Law review article cites a clause in the 14th Amendment about supporting an insurrection
By John Johnson,  Newser Staff
Posted Aug 21, 2023 11:30 AM CDT
2 Constitutional Scholars Say Trump Ineligible to Run
Former President Donald Trump speaks to supporters during a visit to the Iowa State Fair, Aug. 12, 2023, in Des Moines.   (AP Photo/Charlie Neibergall, File)

Former President Trump is miles and miles ahead of his Republican competitors. But if an upcoming law review article is correct, the former president shouldn't even be running in the first place. The argument that Trump is constitutionally ineligible is being made by conservative scholars William Baude of the University of Chicago and Michael Stokes Paulsen of the University of St. Thomas, reports the Guardian. Coverage:

  • 14th Amendment: In their article to be published in the University of Pennsylvania Law Review, the pair cite section 3 of the 14th Amendment. It stipulates that no person who has taken an oath "as an officer of the United States" can hold office if they "have engaged in insurrection or rebellion against the same, or given aid or comfort to the enemies thereof." The full text is here.
  • Their view: "The bottom line is that Donald Trump 'engaged in insurrection or rebellion' and gave 'aid or comfort' to others engaging in such conduct, within the original meaning of those terms as employed in section 3 of the 14th amendment," write Baude and Paulsen. "If the public record is accurate, the case is not even close."

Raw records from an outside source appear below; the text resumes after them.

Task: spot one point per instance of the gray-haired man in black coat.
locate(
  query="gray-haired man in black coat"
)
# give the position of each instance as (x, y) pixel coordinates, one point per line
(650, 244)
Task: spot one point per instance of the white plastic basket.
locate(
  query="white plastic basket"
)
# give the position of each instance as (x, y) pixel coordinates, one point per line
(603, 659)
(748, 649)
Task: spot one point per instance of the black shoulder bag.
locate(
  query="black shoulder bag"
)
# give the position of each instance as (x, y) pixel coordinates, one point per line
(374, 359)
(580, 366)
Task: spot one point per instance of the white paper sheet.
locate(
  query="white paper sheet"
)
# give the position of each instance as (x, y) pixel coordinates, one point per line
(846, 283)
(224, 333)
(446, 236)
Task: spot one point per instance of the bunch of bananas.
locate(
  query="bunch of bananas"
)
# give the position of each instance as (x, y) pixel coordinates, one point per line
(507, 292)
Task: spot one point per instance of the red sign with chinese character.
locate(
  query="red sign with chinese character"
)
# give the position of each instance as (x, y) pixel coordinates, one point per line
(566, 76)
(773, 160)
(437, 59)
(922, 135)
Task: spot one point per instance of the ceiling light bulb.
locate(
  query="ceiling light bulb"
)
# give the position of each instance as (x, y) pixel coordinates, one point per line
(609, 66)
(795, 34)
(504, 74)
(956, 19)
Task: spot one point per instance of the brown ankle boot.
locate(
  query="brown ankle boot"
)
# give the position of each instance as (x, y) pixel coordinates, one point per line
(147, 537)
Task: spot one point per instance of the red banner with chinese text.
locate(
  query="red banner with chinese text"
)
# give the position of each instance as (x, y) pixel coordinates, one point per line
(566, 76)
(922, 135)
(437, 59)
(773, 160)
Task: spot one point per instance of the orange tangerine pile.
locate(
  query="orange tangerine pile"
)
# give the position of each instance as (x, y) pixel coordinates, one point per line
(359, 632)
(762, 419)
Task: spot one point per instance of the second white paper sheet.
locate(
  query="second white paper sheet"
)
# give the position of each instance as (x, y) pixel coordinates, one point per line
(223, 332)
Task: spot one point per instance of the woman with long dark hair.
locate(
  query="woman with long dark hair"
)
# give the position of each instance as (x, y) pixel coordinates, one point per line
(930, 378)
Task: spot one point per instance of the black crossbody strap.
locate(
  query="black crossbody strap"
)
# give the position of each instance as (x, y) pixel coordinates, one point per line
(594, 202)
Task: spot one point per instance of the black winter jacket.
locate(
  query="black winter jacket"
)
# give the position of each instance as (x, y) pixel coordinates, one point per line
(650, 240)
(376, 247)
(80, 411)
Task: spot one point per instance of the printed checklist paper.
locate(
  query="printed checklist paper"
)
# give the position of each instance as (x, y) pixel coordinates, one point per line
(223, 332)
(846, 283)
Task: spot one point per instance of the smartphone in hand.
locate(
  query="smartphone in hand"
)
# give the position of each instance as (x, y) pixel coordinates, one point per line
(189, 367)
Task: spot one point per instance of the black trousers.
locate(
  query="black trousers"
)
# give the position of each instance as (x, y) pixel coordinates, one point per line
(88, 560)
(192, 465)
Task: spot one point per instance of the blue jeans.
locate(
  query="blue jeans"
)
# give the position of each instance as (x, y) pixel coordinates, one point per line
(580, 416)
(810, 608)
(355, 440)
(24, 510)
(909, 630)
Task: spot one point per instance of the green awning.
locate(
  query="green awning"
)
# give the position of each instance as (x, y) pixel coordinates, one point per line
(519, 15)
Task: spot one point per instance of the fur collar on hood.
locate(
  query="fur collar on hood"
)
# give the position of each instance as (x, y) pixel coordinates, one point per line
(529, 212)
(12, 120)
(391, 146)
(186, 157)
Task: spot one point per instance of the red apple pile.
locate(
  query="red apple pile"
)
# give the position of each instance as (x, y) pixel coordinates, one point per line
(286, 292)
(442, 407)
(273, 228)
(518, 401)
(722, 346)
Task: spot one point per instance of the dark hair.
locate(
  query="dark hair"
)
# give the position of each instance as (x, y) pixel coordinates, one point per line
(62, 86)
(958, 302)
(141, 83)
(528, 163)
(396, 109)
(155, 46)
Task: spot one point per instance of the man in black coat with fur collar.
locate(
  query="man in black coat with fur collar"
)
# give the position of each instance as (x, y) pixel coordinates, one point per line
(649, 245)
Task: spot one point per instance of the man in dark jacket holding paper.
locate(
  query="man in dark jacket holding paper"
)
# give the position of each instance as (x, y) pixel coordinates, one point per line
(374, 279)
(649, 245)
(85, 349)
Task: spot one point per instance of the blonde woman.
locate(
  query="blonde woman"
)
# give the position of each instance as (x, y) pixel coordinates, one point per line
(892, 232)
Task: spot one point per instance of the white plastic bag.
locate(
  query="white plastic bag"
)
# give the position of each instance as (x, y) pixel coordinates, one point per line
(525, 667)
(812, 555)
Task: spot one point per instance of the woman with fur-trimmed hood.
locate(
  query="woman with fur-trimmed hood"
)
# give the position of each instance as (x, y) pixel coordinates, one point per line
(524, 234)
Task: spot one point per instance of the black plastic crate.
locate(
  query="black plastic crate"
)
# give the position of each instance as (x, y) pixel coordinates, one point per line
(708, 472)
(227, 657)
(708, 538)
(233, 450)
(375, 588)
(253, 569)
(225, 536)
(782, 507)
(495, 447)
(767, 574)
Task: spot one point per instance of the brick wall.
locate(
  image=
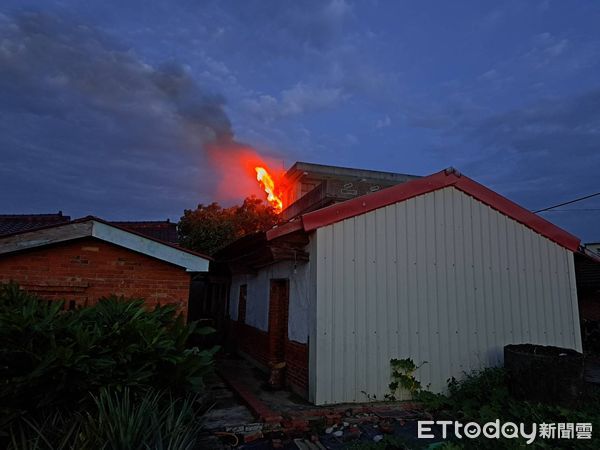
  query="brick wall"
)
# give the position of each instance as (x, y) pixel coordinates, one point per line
(84, 270)
(256, 344)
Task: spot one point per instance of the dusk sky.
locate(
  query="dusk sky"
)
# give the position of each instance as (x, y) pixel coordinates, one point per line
(108, 108)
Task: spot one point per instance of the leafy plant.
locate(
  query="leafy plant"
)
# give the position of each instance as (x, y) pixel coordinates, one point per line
(52, 359)
(211, 227)
(116, 420)
(403, 377)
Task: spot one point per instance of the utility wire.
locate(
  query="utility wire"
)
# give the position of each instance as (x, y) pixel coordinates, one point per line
(568, 203)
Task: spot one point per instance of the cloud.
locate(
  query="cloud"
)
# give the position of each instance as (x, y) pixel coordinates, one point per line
(542, 147)
(384, 122)
(85, 121)
(295, 101)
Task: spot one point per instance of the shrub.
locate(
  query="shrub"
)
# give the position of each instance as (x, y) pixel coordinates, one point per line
(116, 420)
(51, 358)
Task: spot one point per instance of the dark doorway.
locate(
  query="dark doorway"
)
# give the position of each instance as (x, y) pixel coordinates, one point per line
(278, 319)
(208, 305)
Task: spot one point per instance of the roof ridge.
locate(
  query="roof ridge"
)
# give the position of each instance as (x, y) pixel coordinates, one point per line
(449, 177)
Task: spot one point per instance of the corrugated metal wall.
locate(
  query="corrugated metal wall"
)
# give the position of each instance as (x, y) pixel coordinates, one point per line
(441, 278)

  • In support: In the Atlantic, former judge J. Michael Luttig and law professor Laurence H. Tribe say the pair nailed it and write their own argument to that effect. "The former president's efforts to overturn the 2020 presidential election, and the resulting attack on the U.S. Capitol, place him squarely within the ambit of the disqualification clause, and he is therefore ineligible to serve as president ever again," they write. "The most pressing constitutional question facing our country at this moment, then, is whether we will abide by this clear command of the Fourteenth Amendment's disqualification clause."
  • Disagree: At Bloomberg, Noah Feldman (no fan of Trump) assesses the argument and concludes its proponents are "using magic words from the past" to try to block Trump. "Was the Jan. 6 attack on the Capitol an 'insurrection'? Did Trump participate or give aid and comfort to the 'enemies' of the Constitution under Section 3? These are contentious questions of constitutional interpretation." At the National Review, Dan McLaughlin makes a similar case, maintaining that the push to disqualify Trump is based on a "weak case" that is not improved by the conservative scholars' new essay.
  • So what now? In the Washington Post, Edward B. Foley writes that the Supreme Court should consider and settle the issue, ideally before the primaries begin in January. Failing that, the court should do so before GOP delegates meet at the party convention in July 2024 to name their nominee.